New harder task #405

josephdviviano · 2025-10-03T16:47:25Z

I've read the .github/CONTRIBUTING.md file
My code follows the typing guidelines
I've added appropriate tests
I've run pre-commit hooks locally

Description

Added 3 new hypergrid tasks which should be more challenging. Note that the specifics are very much up for debate. I tried to identify environments which were easy to divide + conquer vs those which require compositional knowledge (and therefore some amount of knowledge sharing among agents in a multi-agent setting).
Added mode verification logic (to ensure that your particular configuration actually contains modes to find).
Added lots of tests around these new rewards.
Added visualizations of the reward landscape for these various rewards.

…d visualizations

younik

I am not able to review 1,000+ math-dense LOC for hypergrid.py :(
If you want a careful review, consider splitting this.

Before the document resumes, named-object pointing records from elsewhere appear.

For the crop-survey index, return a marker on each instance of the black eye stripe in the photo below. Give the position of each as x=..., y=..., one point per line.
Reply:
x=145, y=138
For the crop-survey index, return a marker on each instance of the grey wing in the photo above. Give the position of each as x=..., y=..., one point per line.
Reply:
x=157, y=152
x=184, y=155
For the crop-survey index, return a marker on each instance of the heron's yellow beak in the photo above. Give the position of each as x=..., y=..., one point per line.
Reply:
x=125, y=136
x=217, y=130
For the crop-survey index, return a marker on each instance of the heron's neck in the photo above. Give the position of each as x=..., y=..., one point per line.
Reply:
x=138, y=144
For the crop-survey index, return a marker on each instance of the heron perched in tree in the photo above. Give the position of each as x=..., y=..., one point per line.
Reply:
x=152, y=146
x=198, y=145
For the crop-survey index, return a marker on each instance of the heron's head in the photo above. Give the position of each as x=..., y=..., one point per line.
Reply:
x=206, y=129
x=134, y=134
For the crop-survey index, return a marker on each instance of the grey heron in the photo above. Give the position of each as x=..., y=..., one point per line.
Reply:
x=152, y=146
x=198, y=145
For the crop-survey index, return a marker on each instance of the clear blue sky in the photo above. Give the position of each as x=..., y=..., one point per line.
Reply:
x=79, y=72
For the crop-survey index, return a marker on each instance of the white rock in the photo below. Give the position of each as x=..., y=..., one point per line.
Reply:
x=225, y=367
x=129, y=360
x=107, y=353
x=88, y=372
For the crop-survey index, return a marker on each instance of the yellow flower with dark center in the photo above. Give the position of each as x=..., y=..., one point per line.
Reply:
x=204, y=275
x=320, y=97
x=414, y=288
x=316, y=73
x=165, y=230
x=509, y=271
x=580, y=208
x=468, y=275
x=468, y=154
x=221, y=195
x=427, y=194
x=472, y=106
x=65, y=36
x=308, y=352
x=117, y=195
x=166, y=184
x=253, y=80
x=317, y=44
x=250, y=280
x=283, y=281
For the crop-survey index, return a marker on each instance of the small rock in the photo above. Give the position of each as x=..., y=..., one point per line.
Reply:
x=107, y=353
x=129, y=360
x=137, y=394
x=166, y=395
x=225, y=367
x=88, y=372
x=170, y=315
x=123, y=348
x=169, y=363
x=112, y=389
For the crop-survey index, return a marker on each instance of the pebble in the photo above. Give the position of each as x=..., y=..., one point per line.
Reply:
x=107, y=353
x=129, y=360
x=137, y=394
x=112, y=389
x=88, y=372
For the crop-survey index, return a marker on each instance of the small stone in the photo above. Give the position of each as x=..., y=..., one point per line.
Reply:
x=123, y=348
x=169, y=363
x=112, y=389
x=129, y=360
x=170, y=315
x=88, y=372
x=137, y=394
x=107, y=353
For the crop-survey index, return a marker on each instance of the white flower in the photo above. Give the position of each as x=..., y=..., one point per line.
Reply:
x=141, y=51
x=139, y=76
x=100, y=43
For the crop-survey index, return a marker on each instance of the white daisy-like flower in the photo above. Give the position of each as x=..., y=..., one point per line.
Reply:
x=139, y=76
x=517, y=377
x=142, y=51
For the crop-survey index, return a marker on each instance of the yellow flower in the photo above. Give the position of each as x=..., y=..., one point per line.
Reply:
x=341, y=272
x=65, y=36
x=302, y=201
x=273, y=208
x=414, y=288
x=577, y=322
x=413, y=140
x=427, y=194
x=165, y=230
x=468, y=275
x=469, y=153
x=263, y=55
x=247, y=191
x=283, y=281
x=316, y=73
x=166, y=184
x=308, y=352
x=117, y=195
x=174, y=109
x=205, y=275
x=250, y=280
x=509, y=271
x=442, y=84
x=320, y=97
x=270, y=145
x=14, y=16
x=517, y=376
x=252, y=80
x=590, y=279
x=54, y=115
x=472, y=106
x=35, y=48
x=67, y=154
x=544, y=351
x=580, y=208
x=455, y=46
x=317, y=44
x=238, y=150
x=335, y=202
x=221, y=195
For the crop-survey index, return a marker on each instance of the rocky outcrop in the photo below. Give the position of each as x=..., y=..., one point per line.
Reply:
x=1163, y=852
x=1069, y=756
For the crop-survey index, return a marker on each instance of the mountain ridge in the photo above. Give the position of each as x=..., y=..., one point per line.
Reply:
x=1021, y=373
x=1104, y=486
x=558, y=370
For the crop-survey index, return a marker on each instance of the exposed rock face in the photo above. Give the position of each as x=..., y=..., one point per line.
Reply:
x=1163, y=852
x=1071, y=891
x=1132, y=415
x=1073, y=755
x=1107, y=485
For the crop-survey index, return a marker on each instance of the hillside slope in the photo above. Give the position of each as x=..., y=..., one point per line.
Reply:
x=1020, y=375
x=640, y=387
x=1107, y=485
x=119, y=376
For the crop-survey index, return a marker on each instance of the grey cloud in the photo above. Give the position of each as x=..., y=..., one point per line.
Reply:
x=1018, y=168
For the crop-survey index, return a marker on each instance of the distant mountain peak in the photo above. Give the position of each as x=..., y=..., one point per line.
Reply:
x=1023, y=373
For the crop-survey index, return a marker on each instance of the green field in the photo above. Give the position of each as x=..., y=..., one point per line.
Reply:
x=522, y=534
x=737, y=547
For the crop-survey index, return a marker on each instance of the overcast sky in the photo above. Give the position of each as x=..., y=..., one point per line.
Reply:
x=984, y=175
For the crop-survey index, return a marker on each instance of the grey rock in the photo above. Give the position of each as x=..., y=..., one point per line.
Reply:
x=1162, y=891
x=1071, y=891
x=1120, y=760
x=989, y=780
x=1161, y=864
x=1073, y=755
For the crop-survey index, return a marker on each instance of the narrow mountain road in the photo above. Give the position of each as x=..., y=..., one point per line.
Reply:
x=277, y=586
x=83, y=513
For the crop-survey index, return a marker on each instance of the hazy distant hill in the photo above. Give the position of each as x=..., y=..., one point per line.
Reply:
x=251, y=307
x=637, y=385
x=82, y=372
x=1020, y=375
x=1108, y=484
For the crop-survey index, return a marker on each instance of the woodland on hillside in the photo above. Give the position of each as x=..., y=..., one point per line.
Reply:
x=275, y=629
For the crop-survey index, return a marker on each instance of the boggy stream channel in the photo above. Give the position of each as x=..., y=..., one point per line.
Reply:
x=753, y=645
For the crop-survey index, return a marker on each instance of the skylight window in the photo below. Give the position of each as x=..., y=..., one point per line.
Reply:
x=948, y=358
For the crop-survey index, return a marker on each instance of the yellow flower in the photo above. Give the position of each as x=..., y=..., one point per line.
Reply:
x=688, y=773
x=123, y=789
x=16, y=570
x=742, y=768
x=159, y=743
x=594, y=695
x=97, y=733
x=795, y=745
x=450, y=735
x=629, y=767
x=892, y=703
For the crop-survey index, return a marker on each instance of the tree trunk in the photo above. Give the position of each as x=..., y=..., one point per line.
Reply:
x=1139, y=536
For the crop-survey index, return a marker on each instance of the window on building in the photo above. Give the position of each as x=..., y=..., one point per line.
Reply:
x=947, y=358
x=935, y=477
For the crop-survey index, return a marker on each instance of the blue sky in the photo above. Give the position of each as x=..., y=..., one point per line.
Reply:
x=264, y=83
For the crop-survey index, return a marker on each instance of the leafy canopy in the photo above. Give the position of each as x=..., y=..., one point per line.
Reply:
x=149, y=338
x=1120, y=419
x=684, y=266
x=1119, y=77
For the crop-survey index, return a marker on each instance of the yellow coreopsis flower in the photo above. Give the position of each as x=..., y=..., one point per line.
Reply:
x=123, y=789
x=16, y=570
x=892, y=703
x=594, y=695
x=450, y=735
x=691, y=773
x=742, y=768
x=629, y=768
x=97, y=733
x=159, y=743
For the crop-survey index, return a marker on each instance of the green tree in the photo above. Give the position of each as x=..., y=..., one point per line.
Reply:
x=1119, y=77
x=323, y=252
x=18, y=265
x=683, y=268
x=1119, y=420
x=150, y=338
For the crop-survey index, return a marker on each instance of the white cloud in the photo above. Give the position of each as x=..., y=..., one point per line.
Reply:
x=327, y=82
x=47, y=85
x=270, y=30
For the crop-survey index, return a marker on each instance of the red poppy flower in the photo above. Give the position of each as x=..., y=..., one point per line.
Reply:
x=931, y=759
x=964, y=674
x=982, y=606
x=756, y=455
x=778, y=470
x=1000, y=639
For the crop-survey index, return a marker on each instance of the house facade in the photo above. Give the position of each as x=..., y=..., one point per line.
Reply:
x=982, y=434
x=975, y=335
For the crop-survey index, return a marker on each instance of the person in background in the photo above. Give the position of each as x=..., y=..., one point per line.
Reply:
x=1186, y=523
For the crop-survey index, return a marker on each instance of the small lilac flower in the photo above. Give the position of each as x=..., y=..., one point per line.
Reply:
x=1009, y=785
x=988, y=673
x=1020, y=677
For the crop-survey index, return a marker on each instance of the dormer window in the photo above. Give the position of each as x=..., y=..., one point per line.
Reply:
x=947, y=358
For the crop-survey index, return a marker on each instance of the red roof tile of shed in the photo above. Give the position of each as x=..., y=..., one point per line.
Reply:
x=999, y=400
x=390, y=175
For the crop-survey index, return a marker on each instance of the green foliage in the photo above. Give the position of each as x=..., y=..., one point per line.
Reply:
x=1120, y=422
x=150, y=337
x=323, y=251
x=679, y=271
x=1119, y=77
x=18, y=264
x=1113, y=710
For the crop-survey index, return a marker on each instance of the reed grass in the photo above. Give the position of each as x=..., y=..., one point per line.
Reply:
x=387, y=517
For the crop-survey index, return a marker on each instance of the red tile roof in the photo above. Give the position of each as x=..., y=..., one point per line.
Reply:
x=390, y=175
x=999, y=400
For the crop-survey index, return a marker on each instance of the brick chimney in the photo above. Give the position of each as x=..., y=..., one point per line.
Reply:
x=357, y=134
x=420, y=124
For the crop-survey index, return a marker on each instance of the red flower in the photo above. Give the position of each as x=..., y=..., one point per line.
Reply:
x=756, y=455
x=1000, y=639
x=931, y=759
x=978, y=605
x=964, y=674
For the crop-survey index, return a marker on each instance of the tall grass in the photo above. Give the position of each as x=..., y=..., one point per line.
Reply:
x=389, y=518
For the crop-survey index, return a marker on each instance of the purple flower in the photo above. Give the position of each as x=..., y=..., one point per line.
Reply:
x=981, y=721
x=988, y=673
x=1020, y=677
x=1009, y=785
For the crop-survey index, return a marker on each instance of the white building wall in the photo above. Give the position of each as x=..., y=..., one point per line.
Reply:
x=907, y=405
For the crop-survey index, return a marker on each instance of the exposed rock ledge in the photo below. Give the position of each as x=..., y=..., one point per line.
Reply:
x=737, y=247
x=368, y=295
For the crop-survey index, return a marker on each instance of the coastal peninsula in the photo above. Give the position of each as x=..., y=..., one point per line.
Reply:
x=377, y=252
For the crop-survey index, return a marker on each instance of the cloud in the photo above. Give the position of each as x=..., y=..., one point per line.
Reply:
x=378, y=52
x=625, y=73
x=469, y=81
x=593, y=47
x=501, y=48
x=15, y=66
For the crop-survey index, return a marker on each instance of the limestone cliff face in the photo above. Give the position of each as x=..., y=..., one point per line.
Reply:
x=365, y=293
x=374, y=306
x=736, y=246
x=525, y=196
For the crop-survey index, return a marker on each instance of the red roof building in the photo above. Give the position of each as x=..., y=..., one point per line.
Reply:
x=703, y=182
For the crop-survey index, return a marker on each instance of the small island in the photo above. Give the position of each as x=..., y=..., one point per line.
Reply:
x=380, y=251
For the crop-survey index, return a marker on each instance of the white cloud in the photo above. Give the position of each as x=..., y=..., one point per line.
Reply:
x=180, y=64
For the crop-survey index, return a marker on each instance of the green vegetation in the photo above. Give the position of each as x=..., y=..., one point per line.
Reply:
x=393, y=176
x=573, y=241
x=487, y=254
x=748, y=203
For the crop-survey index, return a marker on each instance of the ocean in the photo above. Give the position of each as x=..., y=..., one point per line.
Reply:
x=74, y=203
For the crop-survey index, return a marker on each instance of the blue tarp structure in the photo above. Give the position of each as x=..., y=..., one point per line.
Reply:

younik · 2025-10-06T10:19:56Z

src/gfn/gym/hypergrid.py

+                        self._n_modes_via_ids_estimate = float(torch.unique(ids).numel())
+                        self._mode_stats_kind = "approx"
+            except Exception:
+                warnings.warn("+ Warning: Failed to compute mode_stats (skipping).")


better to use logger.exception here, to print the exception as well

Also it would be better to avoid catching Exception in general. Why this can fail?

this would catch the ValueError in "exact" branch as well. Is this what we want? Should we catch at all?

younik · 2025-10-06T10:25:12Z

src/gfn/gym/hypergrid.py

+            # Cheap exact threshold (up to ~200k states)
+            if self.n_states <= 200_000:
+                axes = [
+                    torch.arange(self.height, dtype=torch.long) for _ in range(self.ndim)
+                ]
+                grid = torch.cartesian_prod(*axes)
+                rewards = self.reward_fn(grid)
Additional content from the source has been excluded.